Sunday, June 26, 2016

Second Fortnight update

The second fortnight blog post update:
It's almost a month into the coding phase of GSoC. The new Global Optimizer is built and the cleaning work on the PR(Pull Request) is also done. The PR would be merged next week and there has been few follow-up tasks in the current PR.
There is another significance improvement on the profiling results that I earlier shared. After few simplification in computation of convolutional operators,  there is a 10sec improvement in optimizer and the optimization time for training SBRNN is now ~20sec.
Currently, there are a few clean-up tasks on this PR. If a node is on the CPU, the output variables of that nodes are on the CPU, which happen to be the input nodes to other nodes.

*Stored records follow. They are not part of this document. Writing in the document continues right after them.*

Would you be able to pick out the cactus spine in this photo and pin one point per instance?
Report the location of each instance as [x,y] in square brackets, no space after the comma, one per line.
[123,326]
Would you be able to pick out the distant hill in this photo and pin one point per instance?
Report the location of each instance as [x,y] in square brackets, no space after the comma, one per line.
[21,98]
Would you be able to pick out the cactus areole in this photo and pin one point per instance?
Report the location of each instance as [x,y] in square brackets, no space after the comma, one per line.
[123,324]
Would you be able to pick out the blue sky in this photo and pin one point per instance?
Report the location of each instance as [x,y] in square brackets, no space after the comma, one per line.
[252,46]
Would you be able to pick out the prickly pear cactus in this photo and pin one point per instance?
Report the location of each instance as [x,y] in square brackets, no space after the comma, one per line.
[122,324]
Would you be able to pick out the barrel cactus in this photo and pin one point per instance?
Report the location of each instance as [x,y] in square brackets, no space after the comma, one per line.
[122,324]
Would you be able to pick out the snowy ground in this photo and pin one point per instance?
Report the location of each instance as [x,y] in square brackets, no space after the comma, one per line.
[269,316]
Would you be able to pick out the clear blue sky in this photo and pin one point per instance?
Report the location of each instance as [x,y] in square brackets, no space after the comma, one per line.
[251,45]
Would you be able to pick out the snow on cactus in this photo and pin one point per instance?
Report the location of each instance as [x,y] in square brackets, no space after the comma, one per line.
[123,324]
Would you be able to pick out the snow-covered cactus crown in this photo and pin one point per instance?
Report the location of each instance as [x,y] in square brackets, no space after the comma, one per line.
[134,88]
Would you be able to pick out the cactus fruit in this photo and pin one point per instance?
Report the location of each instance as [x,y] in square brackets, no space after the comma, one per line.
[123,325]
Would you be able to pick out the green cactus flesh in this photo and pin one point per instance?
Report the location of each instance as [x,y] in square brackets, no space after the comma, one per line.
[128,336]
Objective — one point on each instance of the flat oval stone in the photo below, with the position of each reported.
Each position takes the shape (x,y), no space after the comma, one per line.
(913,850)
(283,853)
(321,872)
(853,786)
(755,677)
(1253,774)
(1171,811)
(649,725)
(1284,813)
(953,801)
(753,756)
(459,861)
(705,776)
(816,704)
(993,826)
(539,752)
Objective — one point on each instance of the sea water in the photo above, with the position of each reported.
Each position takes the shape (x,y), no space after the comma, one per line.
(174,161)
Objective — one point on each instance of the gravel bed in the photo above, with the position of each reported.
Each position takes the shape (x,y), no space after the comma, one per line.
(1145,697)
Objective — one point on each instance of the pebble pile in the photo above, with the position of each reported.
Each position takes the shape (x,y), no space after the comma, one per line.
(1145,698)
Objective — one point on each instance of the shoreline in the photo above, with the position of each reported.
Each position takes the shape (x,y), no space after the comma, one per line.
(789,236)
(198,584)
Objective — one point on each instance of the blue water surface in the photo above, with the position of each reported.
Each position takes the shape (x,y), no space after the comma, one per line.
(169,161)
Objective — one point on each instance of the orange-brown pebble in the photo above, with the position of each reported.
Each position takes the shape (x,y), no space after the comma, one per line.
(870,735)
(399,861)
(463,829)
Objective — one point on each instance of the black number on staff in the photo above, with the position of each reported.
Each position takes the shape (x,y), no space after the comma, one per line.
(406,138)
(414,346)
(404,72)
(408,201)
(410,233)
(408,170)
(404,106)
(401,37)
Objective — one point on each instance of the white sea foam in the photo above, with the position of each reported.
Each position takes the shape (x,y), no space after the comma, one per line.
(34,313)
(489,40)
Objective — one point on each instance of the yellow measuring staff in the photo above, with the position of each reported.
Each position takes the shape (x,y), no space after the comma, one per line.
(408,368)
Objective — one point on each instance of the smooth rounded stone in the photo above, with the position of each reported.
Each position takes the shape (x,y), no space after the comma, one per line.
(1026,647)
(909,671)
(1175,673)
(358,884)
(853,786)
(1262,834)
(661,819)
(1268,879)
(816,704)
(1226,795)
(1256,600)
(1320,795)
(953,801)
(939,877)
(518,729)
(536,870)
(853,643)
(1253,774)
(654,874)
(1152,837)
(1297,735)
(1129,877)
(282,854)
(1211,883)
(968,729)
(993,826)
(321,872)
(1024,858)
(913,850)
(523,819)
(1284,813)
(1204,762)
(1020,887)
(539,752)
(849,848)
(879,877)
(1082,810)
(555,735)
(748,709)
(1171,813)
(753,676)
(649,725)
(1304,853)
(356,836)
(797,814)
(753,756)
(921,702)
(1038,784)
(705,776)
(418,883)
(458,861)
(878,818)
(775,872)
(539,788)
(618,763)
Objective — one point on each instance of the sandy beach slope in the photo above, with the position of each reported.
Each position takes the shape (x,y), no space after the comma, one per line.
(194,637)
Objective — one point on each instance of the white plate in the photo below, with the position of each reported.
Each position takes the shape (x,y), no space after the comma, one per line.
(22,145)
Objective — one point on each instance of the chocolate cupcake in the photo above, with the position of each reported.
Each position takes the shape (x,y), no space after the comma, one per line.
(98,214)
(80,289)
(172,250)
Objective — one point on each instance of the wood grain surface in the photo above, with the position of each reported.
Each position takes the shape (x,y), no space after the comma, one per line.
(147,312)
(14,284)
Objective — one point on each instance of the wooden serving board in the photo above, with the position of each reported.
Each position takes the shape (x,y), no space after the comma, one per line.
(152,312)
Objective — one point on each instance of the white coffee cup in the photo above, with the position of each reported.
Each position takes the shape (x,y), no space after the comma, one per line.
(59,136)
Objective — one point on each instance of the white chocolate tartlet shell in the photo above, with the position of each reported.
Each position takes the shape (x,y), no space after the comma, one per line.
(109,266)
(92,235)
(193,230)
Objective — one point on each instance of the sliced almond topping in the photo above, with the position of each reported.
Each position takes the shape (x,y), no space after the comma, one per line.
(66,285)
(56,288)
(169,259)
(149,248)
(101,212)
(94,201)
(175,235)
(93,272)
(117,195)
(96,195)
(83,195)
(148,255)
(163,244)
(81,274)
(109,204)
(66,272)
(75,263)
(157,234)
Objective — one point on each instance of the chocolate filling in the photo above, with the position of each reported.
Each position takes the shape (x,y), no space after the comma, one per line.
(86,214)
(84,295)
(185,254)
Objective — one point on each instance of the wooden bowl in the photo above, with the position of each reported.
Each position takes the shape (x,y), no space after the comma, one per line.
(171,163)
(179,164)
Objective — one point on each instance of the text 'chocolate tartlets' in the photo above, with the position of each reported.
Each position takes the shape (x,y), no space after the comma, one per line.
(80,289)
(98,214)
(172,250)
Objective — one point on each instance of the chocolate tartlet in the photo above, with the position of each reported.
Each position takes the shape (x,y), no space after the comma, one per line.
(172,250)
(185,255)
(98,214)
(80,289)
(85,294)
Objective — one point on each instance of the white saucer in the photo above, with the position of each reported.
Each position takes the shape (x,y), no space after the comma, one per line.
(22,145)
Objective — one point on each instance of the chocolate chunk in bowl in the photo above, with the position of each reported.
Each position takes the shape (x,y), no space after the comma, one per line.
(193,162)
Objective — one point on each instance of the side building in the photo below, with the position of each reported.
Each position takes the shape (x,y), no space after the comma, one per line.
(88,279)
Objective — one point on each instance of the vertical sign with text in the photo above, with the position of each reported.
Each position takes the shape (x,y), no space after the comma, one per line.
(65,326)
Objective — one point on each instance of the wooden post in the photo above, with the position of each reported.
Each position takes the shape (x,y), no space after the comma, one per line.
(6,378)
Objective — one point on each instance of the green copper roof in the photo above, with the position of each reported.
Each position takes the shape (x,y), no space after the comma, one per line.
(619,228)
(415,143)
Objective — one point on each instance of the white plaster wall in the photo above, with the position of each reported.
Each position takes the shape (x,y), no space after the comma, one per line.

Since the input variable to the next nodes are not on the GPU, the transfer of those nodes to the GPU wouldn't happen, thus all the nodes till the Graph's output node, making the compilation time to be large. There are two ways to fix it, being aggressive, meaning, transferring all the nodes to the GPU, irrespective of if the input Variables to those nodes are GPUVariables or not. The second way to fix it is, to have a backward pass on the graph lifting nodes to the GPU, if their Ops have implementation on the GPU and continuing the transfer from the node that hasn't been transferred. The current thought of doing this would be adapting to one method in the fast_compile mode and the other in the fast_run mode.

The comparison of efficiency of the new optimizer the last fortnight and at the end of last week,

The result of last fortnight
361.601003s - ('gpuarray_graph_optimization', 'GraphToGPU', 0, 24938, 40438) - 0.000s
         GraphToGPUOptimizer          gpuarray_graph_optimization
           time io_toposort 1.066s
         Total time taken by local optimizers 344.913s
           times - times applied - Node created - name:
           337.134s - 455 - 9968 - local_abstractconv_cudnn_graph
           7.127s - 1479 - 1479 - local_gpua_careduce
           0.451s - 15021 - 19701 - local_gpu_elemwise
           0.119s - 12 - 36 - local_gpuaalloc
           0.044s - 4149 - 4149 - local_gpua_dimshuffle
           0.020s - 84 - 84 - local_gpua_incsubtensor
           0.015s - 1363 - 1642 - local_gpua_subtensor_graph
           0.001s - 194 - 239 - local_gpureshape
           0.000s - 6 - 6 - local_gpua_split
           0.000s - 9 - 9 - local_gpua_join
           0.000s - 1 - 2 - local_gpua_crossentropysoftmaxargmax1hotwithbias
           0.000s - 1 - 1 - local_gpua_crossentropysoftmax1hotwithbiasdx
           0.002s - in 2 optimization that were not used (display only those with a runtime > 0)
             0.001s - local_lift_abstractconv2d
             0.001s - local_gpua_shape

The result by the end of last week,
       25.080994s - ('gpuarray_graph_optimization', 'GraphToGPU', 0, 24938, 31624) - 0.000s
         GraphToGPUOptimizer          gpuarray_graph_optimization
           time io_toposort 1.204s
         Total time taken by local optimizers 7.658s
           times - times applied - Node created - name:
           7.059s - 1479 - 1479 - local_gpua_careduce
           0.498s - 14507 - 21118 - local_gpu_elemwise
           0.038s - 2761 - 2761 - local_gpua_dimshuffle
           0.022s - 84 - 84 - local_gpua_incsubtensor
           0.020s - 455 - 455 - local_lift_abstractconv2d_graph
           0.012s - 533 - 533 - local_gpua_shape_graph
           0.004s - 57 - 114 - local_gpua_mrg1
           0.002s - 104 - 104 - local_gpua_subtensor_graph
           0.001s - 194 - 194 - local_gpureshape
           0.001s - 12 - 24 - local_gpuaalloc
           0.000s - 147 - 147 - local_gpua_dot22
           0.000s - 6 - 6 - local_gpua_split
           0.000s - 9 - 9 - local_gpua_join
           0.000s - 1 - 1 - local_gpua_crossentropysoftmax1hotwithbiasdx
           0.000s - 1 - 1 - local_gpua_crossentropysoftmaxargmax1hotwithbias
           0.000s - in 1 optimization that were not used (display only those with a runtime > 0)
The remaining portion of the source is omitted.